Vous me faites penser à saint François d’Assise, qui communiquait lui aussi avec les animaux et invitait ses contemporains à vivre davantage en harmonie avec la Création.
Alors, je dois vraiment vous raconter ceci: j’avais été invitée à la Grace Cathedral, à San Francisco, à l’occasion d’une journée internationale des animaux. Les gens pouvaient faire bénir leur animal. L’église était pleine à craquer de chats, de chiens, de perroquets, et il y avait même un singe. Vous imaginez la cacophonie et l’énergie que devait mettre le prêtre pour avancer dans son programme. On m’avait demandé de prononcer le prêche. Le moment venu, je suis montée en chaire, j’ai commencé à parler… et subitement, il n’y a plus eu un bruit. Plus aucun aboiement, piaillement ou miaulement. Pendant toute la durée du prêche! (rires) C’est incroyable, non?
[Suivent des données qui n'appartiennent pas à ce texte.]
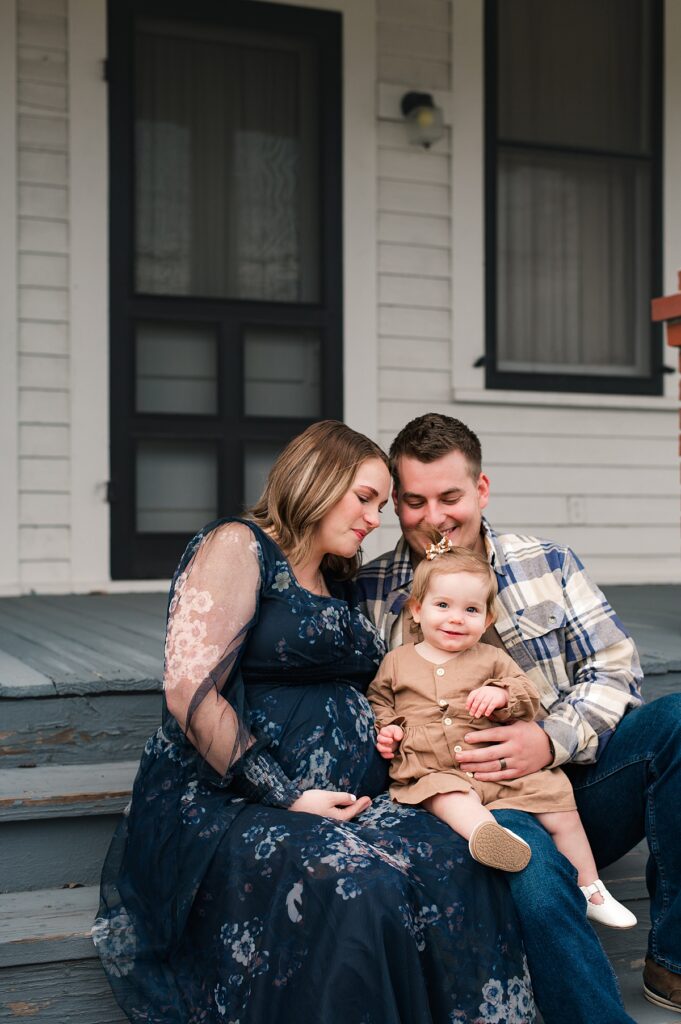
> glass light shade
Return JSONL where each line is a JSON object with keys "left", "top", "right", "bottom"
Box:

Vous ne faites pas mystère de l’importance que revêt pour vous la spiritualité.
C’est une sensation qui m’envahit souvent lorsque je suis seule en forêt: je sens planer sur tout ce qui m’entoure une sorte d’intelligence, et c’est comme si une parcelle de cette force spirituelle habitait chaque être vivant. Est-ce Dieu, est-ce Allah? Peut-être est-ce grâce au langage que d’un tel sentiment sont nées les religions…
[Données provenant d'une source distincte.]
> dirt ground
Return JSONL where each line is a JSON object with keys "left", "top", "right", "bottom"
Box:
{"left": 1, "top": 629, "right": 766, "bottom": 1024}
N’est-ce pas cette dimension spirituelle qui distingue l’être humain de l’animal?
Eh bien, même ça, je n’en suis pas sûre. Dans la réserve où je travaillais se trouve une majestueuse chute d’eau. Les chimpanzés s’y rendent parfois, même s’ils ont plutôt tendance à éviter l’eau car ils ne savent pas nager. J’ai pu observer la manière dont leurs poils se hérissent et je les ai vus exécuter des danses impressionnantes à l’entrée du site. Ils contemplent avec une sorte de déférence les trombes d’eau, une eau qui coule et qui coule et qui sera encore là la prochaine fois. Les chimpanzés n’ont évidemment pas de langage pour exprimer ce qu’ils ressentent, mais on peut rapprocher leur attitude de l’instinct qui a dû inciter les anciens à vénérer le Soleil, la Lune et tant d’autres phénomènes naturels.
Pour terminer, j’aimerais vous soumettre cette citation: “Les chimpanzés ne disent pas au revoir”. Ils partent, tout simplement.
Elle est de moi. La question m’a très longuement préoccupée. C’est remarquable parce que par ailleurs, ils se disent bonjour. Peut-être ne ressentent-ils pas l’éloignement de la même façon que nous. Peut-être n’ont-ils pas conscience de s’en aller parce qu’ils savent qu’ils se reverront.
(*) Jane Goodall et Douglas Abrams, Le Livre de l’espoir. Pour un nouveau contrat social, éditions Flammarion, 320 pages, 21,90 euros.